Overview of Findings
Meta’s Llama 3 70B, an open-source large language model (LLM), has shown impressive performance in answering multiple-choice questions related to radiology. Research led by Dr. Lisa Adams from the Technical University Munich revealed that Llama 3 70B is on par with leading proprietary models like OpenAI’s GPT-4 and Google DeepMind’s Gemini Ultra. This study emphasizes the capabilities of open-source LLMs, highlighting their potential for privacy and customization while maintaining performance.
Key Research Details
- The study involved testing Llama 3 70B and other models on 50 ACR in-training test questions and 85 additional board-style exam questions.

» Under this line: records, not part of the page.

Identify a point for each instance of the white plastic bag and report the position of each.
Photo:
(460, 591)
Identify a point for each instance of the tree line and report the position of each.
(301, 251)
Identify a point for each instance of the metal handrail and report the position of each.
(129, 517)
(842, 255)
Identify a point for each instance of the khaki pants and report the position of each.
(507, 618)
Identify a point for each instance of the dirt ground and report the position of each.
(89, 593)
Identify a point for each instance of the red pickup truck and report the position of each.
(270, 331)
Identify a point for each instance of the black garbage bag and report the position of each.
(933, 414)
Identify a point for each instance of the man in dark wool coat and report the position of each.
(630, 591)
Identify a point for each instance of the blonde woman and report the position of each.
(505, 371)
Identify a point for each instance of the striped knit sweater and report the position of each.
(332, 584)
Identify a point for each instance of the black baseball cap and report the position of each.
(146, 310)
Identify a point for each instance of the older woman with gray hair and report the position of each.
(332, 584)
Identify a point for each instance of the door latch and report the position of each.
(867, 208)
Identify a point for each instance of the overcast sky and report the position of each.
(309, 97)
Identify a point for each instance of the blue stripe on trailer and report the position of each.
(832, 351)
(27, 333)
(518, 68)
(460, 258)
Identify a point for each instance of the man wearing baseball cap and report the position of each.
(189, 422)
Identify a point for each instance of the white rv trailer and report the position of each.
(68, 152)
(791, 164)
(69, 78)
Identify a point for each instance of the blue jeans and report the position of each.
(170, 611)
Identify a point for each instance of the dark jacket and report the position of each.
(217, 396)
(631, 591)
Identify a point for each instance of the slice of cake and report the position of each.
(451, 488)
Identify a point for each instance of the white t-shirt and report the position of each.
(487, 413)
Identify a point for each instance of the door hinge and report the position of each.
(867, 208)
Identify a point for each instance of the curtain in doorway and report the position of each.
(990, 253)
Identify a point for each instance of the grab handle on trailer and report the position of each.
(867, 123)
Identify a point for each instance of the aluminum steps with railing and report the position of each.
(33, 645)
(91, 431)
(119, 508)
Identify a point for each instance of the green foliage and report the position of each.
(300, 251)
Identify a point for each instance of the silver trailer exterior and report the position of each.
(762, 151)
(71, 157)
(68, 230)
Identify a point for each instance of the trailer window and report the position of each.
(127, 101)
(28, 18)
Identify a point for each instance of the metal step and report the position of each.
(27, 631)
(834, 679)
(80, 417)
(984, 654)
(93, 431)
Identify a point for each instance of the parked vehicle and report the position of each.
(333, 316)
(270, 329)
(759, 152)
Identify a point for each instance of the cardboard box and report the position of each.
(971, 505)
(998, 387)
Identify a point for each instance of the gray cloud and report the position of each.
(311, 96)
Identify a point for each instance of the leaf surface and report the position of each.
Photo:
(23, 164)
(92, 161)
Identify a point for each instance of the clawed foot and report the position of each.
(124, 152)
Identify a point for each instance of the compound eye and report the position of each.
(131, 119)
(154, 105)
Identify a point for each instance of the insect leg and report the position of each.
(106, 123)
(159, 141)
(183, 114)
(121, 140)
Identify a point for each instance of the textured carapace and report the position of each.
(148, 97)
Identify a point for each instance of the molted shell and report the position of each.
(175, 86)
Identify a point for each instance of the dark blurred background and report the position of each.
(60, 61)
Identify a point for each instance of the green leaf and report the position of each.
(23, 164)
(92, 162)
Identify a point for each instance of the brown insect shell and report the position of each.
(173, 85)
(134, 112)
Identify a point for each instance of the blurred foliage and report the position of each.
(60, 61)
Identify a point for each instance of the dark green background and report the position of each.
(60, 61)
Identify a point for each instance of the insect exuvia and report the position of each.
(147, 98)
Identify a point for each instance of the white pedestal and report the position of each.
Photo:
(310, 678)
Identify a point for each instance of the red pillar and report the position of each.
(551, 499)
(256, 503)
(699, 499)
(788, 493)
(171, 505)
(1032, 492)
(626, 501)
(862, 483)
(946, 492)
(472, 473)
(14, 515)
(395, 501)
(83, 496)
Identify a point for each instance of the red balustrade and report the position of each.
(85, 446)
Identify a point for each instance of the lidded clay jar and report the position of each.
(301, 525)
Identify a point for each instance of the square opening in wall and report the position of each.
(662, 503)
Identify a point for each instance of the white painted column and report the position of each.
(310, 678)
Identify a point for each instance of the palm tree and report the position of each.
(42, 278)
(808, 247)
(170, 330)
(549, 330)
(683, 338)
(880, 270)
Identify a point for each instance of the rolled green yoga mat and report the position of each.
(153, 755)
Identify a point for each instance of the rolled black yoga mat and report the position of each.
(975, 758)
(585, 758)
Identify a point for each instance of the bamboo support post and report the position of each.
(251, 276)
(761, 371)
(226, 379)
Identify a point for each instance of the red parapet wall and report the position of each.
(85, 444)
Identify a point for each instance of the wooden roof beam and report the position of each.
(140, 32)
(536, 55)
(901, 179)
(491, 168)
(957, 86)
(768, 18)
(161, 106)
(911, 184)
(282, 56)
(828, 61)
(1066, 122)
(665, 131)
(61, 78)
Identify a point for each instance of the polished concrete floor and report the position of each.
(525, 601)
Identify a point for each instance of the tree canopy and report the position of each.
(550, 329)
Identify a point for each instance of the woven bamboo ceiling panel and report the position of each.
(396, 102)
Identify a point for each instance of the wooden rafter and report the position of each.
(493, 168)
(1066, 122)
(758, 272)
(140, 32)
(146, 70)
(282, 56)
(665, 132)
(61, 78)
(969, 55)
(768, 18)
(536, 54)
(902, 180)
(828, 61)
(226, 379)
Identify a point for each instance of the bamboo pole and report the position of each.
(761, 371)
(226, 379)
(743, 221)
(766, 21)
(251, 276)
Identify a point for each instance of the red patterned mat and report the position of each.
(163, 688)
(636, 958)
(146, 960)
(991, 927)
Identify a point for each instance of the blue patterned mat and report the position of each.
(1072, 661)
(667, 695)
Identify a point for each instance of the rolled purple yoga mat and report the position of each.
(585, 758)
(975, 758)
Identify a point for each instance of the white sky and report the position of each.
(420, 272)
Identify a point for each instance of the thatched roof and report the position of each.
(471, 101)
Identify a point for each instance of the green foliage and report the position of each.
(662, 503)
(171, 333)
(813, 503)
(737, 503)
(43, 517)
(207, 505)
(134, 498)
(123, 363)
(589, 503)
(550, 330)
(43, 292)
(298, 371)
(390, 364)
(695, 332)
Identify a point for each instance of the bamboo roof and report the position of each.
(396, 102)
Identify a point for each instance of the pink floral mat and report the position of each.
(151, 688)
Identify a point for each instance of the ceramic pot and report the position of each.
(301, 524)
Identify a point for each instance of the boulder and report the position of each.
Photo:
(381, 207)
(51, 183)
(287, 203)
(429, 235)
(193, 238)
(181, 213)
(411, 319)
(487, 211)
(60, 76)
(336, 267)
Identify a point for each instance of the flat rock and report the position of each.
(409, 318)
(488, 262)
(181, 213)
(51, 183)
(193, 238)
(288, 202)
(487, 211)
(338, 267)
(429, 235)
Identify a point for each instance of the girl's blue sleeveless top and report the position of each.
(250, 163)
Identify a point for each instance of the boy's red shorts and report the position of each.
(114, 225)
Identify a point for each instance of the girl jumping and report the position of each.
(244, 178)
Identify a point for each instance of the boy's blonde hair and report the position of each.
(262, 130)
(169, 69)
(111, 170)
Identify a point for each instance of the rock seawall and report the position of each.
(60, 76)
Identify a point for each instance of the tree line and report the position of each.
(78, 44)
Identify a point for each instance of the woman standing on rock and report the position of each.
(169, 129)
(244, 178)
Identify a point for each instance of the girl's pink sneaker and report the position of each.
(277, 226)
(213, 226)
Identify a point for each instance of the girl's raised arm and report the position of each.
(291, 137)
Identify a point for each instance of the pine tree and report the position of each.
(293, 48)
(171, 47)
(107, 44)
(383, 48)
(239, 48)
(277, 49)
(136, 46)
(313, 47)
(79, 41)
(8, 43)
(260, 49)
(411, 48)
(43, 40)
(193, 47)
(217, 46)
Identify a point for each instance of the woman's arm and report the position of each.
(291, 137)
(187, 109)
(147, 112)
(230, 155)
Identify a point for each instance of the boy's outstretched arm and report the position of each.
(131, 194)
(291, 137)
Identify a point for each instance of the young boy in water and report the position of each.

- Llama 3 70B achieved a performance accuracy of 74% on ACR questions, slightly lower than top proprietary models but significantly better than GPT-3.5 Turbo.
- Limitations were noted, such as the models’ inability to handle broader clinical complexities and the need for more nuanced assessment methods.
- All models, including Llama 3, face challenges like generating unreliable outputs and hallucinations.
Significance of Open-Source LLMs
The findings highlight the growing competitiveness of open-source LLMs in healthcare applications. They offer unique advantages, such as customization of architecture and training data, which can lead to the development of specialized tools for clinical use. As the healthcare sector increasingly relies on AI, the adaptability of models like Llama 3 70B could pave the way for improved decision support systems. The anticipated release of a larger version with 400 billion parameters later this year could further enhance its capabilities.